PURPOSE: To examine whether acculturation is associated with parent-adolescent communication about sex in Filipino-American families. Filipino-Americans, the United States' second-largest Asian and Pacific Islander (API) group, have more adolescent pregnancy and HIV infection than other APIs. High-quality parent-adolescent communication about sex has been associated with healthy sexual development, and acculturation has been associated with various increased health risks.
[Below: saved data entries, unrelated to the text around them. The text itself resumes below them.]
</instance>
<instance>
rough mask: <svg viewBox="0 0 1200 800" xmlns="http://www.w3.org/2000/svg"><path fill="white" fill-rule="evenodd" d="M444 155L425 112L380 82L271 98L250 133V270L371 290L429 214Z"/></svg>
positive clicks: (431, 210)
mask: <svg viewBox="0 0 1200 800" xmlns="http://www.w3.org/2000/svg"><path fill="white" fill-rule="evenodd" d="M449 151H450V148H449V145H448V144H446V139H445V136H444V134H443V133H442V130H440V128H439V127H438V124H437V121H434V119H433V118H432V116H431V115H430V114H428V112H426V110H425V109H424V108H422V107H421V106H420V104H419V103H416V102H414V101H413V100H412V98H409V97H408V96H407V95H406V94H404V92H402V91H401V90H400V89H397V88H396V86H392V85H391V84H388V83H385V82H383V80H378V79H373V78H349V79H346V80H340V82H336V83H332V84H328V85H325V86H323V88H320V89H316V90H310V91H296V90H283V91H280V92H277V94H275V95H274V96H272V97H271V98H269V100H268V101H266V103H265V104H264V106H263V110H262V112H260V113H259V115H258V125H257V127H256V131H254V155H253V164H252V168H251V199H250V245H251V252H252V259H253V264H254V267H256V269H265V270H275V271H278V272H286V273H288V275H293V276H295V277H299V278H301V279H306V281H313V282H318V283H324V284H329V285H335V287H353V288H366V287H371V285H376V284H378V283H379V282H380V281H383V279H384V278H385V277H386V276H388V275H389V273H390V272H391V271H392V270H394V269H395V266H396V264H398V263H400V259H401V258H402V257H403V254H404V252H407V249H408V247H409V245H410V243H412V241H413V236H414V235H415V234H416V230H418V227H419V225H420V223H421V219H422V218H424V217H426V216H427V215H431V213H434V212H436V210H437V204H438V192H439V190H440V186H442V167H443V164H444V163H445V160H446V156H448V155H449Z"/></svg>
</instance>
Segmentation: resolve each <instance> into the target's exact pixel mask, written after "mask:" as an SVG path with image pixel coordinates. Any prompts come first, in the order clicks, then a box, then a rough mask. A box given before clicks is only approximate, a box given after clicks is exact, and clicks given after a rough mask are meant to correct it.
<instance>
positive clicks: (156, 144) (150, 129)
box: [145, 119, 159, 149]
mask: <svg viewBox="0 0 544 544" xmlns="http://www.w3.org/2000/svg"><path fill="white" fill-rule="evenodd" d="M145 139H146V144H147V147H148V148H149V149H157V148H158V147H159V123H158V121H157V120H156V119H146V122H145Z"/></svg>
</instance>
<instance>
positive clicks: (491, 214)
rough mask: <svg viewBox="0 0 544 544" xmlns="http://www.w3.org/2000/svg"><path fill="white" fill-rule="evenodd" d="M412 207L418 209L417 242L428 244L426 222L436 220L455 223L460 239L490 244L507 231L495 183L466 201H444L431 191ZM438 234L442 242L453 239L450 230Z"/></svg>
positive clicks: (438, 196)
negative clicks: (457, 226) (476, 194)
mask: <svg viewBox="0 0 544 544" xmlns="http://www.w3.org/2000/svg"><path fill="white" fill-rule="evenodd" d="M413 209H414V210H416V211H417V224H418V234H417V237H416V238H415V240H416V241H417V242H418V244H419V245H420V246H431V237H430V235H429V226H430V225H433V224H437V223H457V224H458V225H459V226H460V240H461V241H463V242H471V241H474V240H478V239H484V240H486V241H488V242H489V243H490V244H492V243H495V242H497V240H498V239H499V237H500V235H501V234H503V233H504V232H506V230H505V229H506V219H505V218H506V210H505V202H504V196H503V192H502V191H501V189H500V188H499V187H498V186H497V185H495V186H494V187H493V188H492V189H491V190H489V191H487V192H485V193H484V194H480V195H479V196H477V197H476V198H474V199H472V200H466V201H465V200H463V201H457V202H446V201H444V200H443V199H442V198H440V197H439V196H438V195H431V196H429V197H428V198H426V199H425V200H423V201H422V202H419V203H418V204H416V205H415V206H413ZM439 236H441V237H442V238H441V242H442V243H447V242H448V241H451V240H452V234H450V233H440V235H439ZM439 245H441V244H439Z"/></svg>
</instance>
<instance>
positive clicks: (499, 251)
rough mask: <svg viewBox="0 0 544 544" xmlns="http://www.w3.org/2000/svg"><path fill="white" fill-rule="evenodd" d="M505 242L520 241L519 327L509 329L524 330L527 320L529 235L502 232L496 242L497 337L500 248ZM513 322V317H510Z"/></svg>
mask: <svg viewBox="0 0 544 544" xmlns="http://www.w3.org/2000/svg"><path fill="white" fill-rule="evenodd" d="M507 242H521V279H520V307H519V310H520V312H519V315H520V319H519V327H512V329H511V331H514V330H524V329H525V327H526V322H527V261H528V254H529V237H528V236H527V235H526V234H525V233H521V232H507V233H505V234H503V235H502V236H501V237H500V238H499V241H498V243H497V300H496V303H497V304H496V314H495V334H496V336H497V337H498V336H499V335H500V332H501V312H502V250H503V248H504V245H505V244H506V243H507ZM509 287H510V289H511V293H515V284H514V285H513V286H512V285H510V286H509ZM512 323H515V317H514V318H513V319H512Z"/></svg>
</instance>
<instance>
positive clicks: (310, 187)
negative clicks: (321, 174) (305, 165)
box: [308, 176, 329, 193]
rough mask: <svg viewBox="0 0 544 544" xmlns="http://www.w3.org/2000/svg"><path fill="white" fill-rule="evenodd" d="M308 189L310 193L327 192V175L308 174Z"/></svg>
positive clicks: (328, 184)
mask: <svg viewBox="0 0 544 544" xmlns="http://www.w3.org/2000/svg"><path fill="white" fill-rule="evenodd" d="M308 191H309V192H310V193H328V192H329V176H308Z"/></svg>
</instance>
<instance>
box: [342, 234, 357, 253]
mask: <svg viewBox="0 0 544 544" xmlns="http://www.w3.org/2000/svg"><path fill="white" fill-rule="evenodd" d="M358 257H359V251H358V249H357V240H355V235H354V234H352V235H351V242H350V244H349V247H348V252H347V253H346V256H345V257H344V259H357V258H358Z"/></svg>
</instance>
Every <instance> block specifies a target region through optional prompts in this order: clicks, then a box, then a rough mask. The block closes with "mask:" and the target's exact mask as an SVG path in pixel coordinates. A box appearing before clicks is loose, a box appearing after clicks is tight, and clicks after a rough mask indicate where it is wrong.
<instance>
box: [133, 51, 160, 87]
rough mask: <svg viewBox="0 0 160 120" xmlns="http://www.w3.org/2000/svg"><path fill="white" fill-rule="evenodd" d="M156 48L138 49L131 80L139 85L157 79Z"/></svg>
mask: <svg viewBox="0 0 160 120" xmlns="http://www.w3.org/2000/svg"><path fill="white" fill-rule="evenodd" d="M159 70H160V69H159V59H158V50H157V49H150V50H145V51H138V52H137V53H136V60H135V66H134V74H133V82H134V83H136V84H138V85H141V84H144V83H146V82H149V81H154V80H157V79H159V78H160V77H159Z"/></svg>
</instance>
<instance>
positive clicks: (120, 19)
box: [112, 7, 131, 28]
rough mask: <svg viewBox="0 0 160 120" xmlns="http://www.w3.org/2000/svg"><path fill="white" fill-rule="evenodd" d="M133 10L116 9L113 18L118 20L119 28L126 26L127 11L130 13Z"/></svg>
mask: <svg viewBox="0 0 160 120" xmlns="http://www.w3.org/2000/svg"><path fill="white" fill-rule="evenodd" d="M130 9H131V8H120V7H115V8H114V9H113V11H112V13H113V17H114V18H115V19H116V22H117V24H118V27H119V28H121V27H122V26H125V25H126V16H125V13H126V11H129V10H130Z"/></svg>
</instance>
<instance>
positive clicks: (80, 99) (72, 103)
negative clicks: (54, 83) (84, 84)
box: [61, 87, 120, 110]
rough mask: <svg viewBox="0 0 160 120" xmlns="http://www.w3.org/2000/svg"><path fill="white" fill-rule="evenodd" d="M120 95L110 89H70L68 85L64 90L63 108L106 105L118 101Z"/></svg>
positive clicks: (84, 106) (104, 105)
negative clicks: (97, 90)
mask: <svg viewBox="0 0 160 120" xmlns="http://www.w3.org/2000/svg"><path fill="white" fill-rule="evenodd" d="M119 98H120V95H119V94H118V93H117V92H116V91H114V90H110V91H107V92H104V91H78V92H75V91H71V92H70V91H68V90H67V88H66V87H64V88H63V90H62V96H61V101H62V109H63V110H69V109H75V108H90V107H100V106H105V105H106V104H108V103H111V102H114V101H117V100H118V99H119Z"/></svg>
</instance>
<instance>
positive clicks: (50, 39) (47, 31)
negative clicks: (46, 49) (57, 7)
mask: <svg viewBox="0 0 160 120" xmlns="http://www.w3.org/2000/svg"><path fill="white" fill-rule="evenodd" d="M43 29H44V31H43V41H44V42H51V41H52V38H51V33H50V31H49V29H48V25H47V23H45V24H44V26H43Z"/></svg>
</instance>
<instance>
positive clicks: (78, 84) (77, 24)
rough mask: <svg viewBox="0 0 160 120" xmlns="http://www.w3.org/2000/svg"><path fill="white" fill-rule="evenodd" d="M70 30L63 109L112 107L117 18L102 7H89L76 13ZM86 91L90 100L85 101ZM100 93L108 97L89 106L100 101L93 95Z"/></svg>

Whether acculturation affects parent-adolescent communication is unknown. METHODS: The authors surveyed 120 pairs of Filipino-American parents and adolescents at a single large high school. They asked adolescents about their frequency of parent-adolescent communication about sex and measured adolescent acculturation in two ways: disagreement with traditional Asian values and preferential use of English. In bivariate and multivariate regressions, the authors examined whether adolescent acculturation was associated with adolescent reports of parent-adolescent communication. RESULTS: Few adolescents (22%) reported regularly discussing sex with parents. Although most adolescents (72%) agreed with traditional Asian values, most (63%) preferred using English. In bivariate regressions, less parent-adolescent communication about sex was associated with less adolescent agreement with traditional Asian values (p = .002) and more adolescent English use (p = .009). In multivariate regressions, these associations were largely explained by adolescent perceptions of parent knowledge about their whereabouts and activities. CONCLUSIONS: Acculturation may influence Filipino-American parent-adolescent communication about sex and, consequently, Filipino-American adolescent sexual health. Health care and public health providers may need to tailor adolescent sexual health programs based on acculturation or other immigration-related factors.